Je lui ai dit « Alors je vous offre le petit déjeuner. » C’était ridicule, je le savais, mais sur le coup je n’avais pas de meilleure idée et je ne pouvais pas la laisser partir comme ça, sans qu’elle sache que je l’avais entendue.
Mme Lalande m’a regardée, interloquée, puis son visage s’est illuminé en un bref mais franc sourire, ses yeux pétillant d’un rire retenu.
« Ah, exactement ce qu’il me fallait, un petit déjeuner gratuit. Tout s’arrange finalement ! »
Ce bref moment de gaité l’avait distraite quelques instants de sa panique. Pour me consoler un peu de ma sortie idiote, je me suis dit que je lui avais au moins permis ce petit moment de répit.
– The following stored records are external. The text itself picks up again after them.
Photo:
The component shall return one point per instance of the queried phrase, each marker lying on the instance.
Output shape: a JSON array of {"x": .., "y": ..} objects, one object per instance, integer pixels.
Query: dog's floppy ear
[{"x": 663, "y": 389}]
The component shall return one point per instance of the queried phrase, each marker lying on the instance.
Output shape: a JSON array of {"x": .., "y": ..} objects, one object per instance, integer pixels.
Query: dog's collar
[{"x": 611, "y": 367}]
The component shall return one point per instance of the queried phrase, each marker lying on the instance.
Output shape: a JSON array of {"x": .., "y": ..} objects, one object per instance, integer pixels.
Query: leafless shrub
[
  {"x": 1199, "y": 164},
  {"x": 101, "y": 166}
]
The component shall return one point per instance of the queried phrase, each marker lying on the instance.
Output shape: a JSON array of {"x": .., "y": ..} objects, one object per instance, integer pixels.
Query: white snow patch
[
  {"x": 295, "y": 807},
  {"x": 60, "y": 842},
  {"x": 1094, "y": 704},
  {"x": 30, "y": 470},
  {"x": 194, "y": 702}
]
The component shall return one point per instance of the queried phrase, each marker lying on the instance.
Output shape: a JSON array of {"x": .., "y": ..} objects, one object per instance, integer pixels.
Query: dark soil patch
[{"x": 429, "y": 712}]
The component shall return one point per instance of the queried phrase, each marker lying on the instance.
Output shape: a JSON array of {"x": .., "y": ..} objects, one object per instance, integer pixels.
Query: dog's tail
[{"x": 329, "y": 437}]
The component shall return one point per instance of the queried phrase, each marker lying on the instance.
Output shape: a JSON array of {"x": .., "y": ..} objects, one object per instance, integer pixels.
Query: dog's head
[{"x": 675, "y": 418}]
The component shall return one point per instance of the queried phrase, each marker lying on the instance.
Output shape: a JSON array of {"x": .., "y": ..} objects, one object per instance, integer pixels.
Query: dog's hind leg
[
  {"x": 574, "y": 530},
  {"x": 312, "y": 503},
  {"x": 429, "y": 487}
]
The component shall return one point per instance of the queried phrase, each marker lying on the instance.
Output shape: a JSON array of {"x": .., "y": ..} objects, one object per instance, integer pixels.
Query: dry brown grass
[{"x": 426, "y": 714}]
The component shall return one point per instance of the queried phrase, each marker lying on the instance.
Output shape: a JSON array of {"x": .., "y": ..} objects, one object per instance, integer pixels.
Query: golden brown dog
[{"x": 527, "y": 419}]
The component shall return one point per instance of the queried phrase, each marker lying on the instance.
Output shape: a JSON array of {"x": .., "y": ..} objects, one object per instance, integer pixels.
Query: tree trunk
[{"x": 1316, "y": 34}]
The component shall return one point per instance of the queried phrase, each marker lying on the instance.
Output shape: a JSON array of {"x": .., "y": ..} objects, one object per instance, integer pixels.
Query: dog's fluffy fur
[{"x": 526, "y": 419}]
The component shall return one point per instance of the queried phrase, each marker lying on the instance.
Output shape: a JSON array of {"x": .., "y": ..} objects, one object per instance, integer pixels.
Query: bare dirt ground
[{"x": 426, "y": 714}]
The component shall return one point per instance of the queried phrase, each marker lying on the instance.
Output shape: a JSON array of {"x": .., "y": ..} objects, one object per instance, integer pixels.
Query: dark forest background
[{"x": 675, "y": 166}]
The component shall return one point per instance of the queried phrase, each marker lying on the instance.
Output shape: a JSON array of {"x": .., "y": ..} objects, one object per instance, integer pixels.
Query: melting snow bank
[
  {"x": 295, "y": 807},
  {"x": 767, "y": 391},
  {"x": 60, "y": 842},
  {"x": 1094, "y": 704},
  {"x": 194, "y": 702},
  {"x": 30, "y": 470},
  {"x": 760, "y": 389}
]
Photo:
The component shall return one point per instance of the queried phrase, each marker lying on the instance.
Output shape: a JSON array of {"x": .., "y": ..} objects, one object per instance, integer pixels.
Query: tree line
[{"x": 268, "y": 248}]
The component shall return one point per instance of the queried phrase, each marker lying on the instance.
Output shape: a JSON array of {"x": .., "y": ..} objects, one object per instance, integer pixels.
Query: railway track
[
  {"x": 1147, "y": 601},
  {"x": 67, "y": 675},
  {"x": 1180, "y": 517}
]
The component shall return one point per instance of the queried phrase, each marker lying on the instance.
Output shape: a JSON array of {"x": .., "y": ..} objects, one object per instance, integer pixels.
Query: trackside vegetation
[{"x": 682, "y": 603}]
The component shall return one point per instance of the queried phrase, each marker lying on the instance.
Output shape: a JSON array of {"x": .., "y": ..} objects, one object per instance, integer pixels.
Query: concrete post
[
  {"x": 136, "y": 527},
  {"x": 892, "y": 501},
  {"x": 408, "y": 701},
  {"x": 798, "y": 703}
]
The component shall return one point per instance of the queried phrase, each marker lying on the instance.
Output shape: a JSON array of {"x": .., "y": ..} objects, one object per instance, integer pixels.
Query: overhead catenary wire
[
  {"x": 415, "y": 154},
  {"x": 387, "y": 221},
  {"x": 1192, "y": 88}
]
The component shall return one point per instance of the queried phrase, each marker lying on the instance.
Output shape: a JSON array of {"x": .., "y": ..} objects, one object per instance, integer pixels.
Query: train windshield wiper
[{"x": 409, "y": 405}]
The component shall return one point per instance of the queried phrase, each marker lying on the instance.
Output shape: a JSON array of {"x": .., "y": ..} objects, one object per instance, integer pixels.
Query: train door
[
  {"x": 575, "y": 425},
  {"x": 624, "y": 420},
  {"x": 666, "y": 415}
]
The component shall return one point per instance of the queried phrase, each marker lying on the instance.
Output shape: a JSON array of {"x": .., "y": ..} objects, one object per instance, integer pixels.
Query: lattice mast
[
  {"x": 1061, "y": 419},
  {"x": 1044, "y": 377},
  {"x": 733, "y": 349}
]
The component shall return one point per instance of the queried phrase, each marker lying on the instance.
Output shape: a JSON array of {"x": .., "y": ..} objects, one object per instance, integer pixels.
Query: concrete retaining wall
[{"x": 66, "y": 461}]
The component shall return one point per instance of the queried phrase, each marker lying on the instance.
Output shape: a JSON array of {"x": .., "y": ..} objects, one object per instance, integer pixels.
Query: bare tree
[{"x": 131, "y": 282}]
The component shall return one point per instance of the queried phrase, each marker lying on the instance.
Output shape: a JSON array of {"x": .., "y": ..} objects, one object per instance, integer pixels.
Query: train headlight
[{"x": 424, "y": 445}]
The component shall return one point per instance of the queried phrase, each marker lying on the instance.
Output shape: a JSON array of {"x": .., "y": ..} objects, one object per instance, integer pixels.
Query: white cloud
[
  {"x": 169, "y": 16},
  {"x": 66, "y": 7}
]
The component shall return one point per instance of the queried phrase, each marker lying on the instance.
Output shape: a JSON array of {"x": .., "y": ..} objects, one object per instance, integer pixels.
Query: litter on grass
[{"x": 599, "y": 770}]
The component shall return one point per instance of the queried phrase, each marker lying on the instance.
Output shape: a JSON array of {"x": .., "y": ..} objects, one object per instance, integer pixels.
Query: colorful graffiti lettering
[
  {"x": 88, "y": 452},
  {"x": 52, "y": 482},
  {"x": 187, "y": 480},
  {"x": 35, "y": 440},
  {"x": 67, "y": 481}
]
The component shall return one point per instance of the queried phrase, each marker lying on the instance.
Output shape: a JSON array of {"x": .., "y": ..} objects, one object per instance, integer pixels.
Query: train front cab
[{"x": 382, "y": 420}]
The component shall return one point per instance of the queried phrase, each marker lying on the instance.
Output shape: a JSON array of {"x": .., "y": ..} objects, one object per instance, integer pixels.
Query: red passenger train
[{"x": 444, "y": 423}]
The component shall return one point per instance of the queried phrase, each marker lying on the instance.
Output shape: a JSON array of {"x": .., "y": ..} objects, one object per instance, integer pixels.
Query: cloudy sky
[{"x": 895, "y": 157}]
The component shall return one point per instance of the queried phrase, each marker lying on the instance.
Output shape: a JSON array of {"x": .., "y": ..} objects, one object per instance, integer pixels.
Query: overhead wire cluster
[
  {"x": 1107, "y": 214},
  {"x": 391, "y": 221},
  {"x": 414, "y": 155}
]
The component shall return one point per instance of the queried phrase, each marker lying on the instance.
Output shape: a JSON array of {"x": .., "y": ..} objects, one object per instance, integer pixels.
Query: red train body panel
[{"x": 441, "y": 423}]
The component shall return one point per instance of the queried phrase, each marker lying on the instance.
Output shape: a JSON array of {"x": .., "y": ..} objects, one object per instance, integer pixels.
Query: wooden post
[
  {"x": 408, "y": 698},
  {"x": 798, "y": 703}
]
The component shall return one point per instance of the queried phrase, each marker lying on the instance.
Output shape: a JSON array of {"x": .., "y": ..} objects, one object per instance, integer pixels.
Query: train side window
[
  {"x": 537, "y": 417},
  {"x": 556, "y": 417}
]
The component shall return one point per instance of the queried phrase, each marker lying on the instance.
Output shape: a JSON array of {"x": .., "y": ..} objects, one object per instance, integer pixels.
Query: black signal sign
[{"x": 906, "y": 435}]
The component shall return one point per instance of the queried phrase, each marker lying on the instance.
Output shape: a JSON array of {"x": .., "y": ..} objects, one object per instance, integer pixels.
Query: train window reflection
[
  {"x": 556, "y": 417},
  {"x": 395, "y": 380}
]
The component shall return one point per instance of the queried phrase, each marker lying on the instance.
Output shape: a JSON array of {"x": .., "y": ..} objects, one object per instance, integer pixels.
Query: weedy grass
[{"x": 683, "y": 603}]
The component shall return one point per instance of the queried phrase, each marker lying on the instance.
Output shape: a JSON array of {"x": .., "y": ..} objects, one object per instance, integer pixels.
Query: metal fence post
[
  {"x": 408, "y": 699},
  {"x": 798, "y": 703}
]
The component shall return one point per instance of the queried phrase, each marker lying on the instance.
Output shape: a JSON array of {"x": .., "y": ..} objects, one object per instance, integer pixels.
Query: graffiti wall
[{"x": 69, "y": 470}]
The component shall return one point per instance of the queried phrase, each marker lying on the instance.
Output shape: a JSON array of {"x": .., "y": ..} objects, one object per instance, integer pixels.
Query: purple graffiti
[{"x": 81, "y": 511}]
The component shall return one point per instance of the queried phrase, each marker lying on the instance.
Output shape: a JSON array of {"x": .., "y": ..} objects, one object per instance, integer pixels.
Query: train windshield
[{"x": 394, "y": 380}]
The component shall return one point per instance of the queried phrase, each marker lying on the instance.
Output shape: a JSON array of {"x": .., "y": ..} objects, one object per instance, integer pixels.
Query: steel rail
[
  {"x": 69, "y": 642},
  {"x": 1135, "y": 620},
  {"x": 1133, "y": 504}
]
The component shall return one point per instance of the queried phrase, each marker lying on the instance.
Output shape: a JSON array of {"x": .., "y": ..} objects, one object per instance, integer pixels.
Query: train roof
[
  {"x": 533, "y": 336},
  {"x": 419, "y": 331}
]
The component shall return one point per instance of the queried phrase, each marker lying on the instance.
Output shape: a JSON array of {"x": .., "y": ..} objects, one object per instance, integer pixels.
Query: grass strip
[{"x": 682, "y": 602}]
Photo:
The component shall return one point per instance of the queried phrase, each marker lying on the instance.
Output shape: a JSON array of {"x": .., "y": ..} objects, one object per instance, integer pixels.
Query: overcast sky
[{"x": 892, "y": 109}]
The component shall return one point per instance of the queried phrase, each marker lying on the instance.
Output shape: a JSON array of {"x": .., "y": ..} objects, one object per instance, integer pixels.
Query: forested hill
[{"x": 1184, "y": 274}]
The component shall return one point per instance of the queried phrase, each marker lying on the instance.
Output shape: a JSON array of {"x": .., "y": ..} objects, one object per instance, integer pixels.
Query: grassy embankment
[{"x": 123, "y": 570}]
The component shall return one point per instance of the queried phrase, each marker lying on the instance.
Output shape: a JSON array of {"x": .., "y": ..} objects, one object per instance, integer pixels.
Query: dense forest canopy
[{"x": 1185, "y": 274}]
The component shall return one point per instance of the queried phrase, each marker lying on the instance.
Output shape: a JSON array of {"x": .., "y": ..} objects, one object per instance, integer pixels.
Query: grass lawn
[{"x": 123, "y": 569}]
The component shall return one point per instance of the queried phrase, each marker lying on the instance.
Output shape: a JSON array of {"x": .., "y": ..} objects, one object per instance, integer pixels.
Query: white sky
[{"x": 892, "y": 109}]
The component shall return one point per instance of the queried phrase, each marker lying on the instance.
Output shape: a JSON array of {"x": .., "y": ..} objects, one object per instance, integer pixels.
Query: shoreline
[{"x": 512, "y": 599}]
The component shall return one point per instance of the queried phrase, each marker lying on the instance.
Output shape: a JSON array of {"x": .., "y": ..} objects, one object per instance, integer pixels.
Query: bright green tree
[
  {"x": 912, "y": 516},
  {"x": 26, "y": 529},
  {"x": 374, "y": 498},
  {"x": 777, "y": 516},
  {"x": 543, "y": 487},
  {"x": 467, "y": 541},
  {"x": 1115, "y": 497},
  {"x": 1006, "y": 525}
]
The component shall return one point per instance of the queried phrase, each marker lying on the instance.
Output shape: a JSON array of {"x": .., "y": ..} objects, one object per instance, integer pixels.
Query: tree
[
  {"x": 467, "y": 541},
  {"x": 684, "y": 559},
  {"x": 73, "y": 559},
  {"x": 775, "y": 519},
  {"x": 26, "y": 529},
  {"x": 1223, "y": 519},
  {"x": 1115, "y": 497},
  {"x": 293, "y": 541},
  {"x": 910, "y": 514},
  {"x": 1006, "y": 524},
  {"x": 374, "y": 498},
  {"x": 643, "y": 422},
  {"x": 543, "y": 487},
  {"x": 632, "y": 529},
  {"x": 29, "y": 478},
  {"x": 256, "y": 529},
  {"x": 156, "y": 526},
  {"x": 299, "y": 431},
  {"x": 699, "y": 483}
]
À travers ses propos désordonnés et ses phrases incomplètes, j’avais compris que la veille elle avait interverti les destinataires de deux mails, l’un à une femme qu’elle avait aimée puis quittée il y a cinquante ans et avec laquelle elle avait repris récemment contact, l’autre à ses enfants. Elle l’avait réalisé juste avant de descendre pour son check-out, quand l’amie avait répondu à son message pour lui signaler la méprise.
Dans le mail à ses enfants elle faisait simplement état de son retour imminent et de son désir de leur parler. Elle ne leur avait jamais raconté cet épisode de sa vie et comptait le faire de vive voix à cette occasion. Dans le mail à Pascale (« Elle s’appelle Pascale, mais nous l’appelions Lumière en secret »), elle se déclarait prête à la revoir, ouverte à ce qu’il adviendrait de ces retrouvailles.
Elle était bouleversée par les conséquences de sa bévue, le rejet possible de ses enfants. Je voulais l’aider et tout ce que j’ai réussi à dire c’est que je lui offrais un petit déjeuner.
Jeanne, toujours au top…
Allez, allez, tu peux faire mieux que ça. Tu DOIS faire mieux que ça.
« Votre histoire me fait penser à A Secret Love. J’ai beaucoup aimé ce documentaire.
— Oui j’en ai entendu parler, il faut que je le regarde.
— Et recommander à vos enfants de le faire, peut-être ? Ou le regarder ensemble ?
— Peut-être, je ne sais pas. J’ai besoin de réfléchir à ce que je vais leur dire, maintenant qu’ils savent.
— Ils ne seront peut-être pas si étonnés ? Ça me rappelle qu’avant de faire son coming-out, mon frère nous avait “innocemment” fait regarder Pride en famille. Nos parents étaient militants syndicalistes, il pensait que montrer cette convergence préparerait le terrain.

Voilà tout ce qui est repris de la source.